The long-term effects on patients who underwent simple radiotherapy remained unsatisfactory, in spite of continuing improvements in imaging diagnostics and the constantly evolving radiotherapy equipment and facilities over the past few years. The 5-year survival rate was only 50%-60%.
Previous reports have shown[6,7] that aside from the effect of local control rate, the survival rate of NPC patients was influenced by the distant metastasis. Palazzi et al.[8] concluded that, after analyzing the data of the 171 NPC patients who underwent simple radiotherapy, N-staging was the major factor affecting the therapeutic effect and prognosis. The later the N-stage is, the worse the treatment outcome and prognosis, and the higher the rate of distant metastasis. Since T-staging only served as a minor correlation factor, no significant differences were found in addition to the statistical differences between the 5-year overall survival rates in T3 and T4 cases. This shows that radiochemotherapy in locoregionally advanced NPC patients with various N-stages may play an active role in reducing relapse and distant metastasis. The key breakthrough of combined radiochemotherapy in locoregionally advanced NPC patients could be attributed to an early report, no. 0099, the research project by Al-Sarraf et al.[9], which showed that the overall survival rate of NPC patients was elevated in all clinical trials evaluating concurrent radiochemotherapy. In the data from 2687 patients with locoregionally advanced NPC reported by Lee et al.[10], sequential or concurrent chemoradiotherapy was administered in only 23% of patients, and the survival rates for these patients without regional relapse and distant metastasis were 79% and 74%, respectively. These rates were much higher than those of patients who underwent conventional simple radiotherapy.

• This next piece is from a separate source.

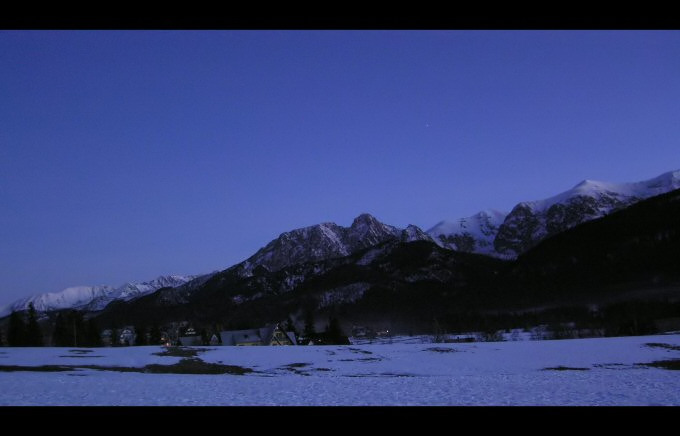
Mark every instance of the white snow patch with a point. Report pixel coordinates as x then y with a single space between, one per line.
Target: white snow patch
596 372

At present, concurrent radiochemotherapy has become the standard treatment for locoregionally advanced NPC[11-13]. In addition, therapeutic alliance with cisplatin drugs as the first-line treatment has been frequently used[14]. The increased treatment-related toxicity induced by synchronous radiochemotherapy has been existent, though treatment outcome has been proven. Owing to increased acute side effects, the implementation of concurrent radiochemotherapy has been hampered[15]. This has resulted in an unplanned discontinuation of radiotherapy and has affected therapeutic efficacy. At the same time, increased drug toxicity has also affected patients’ quality of life. In the No. 0099 research project, the patients who could complete cisplatin-based chemotherapy plus radiotherapy accounted for 63% of the total, while those who completed concurrent radiochemotherapy combined with adjuvant chemotherapy only accounted for 55%[9], indicating the very poor tolerance and compliance of these patients. Therefore, an important goal of clinical research on NPC patients receiving radiochemotherapy is to minimize the side effects so that the full treatment plan can be implemented.

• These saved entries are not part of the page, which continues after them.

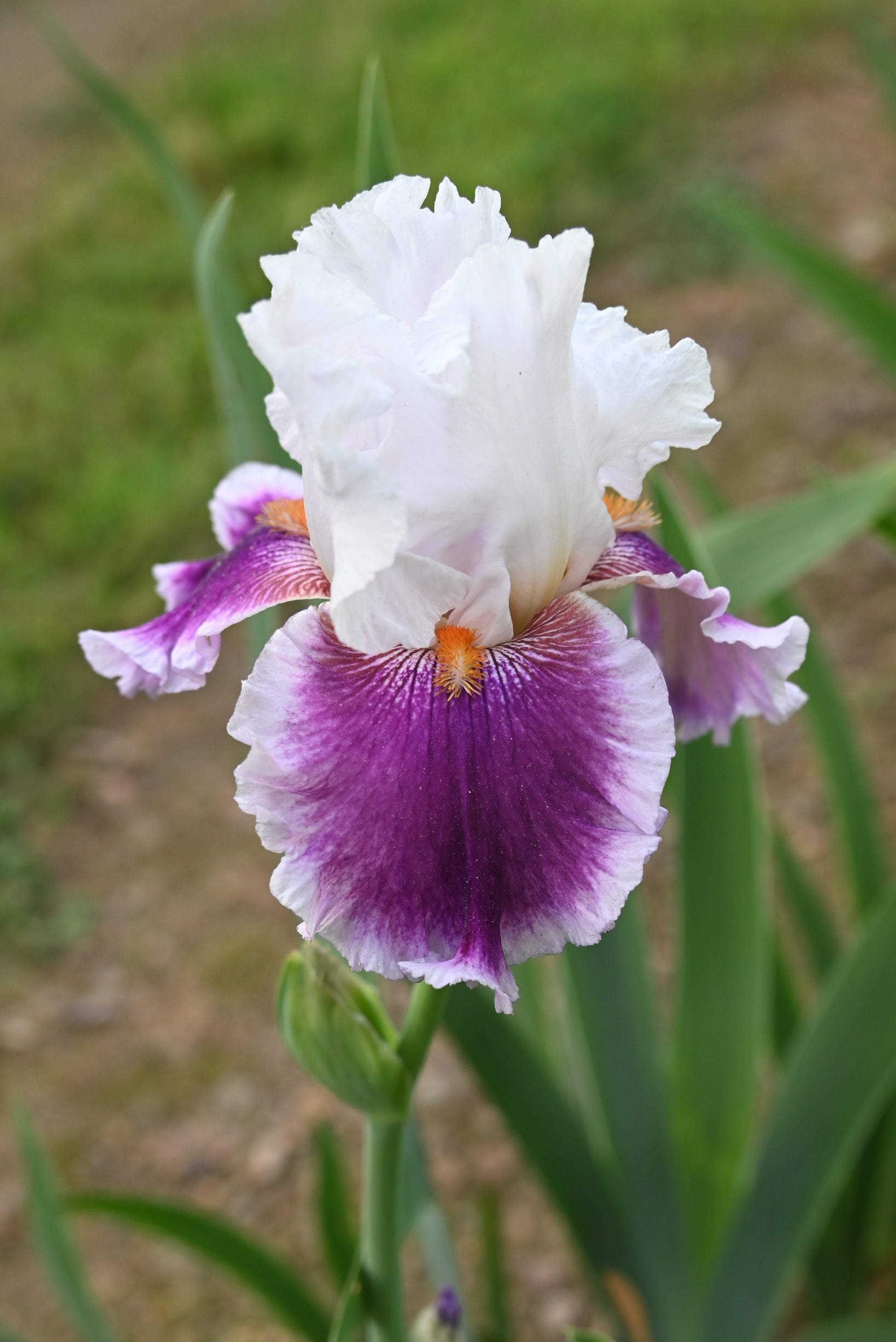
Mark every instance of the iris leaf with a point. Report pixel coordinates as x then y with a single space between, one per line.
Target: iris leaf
849 787
223 1244
498 1329
549 1133
785 1003
6 1336
349 1312
880 55
612 992
54 1246
807 907
852 1330
840 1075
378 153
420 1212
882 1212
758 552
337 1231
240 383
723 980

Paclitaxel, an antitumor drug, can repress cancer cells, which are most radiosensitive in the phase G2 and M, by promoting the polymerization of microtubulin and preventing the depolymerization of microtubulin, thus impeding cell division and proliferation. Drugs can also strengthen the stability of the binding between cisplatin and DNA by forming a cytidine analogue, which can have a synergistic effect, inhibiting the reparation of the DNA damaged by the cisplatin drugs. Thus, concurrent radiochemotherapy (TP regimen) combined with adjuvant chemotherapy which was carried out in our study for treating locoregionally advanced NPC patients showed the expected treatment outcome and higher 1- and 2-year survival rates compared with those of patients who underwent only simple radiotherapy (P < 0.05).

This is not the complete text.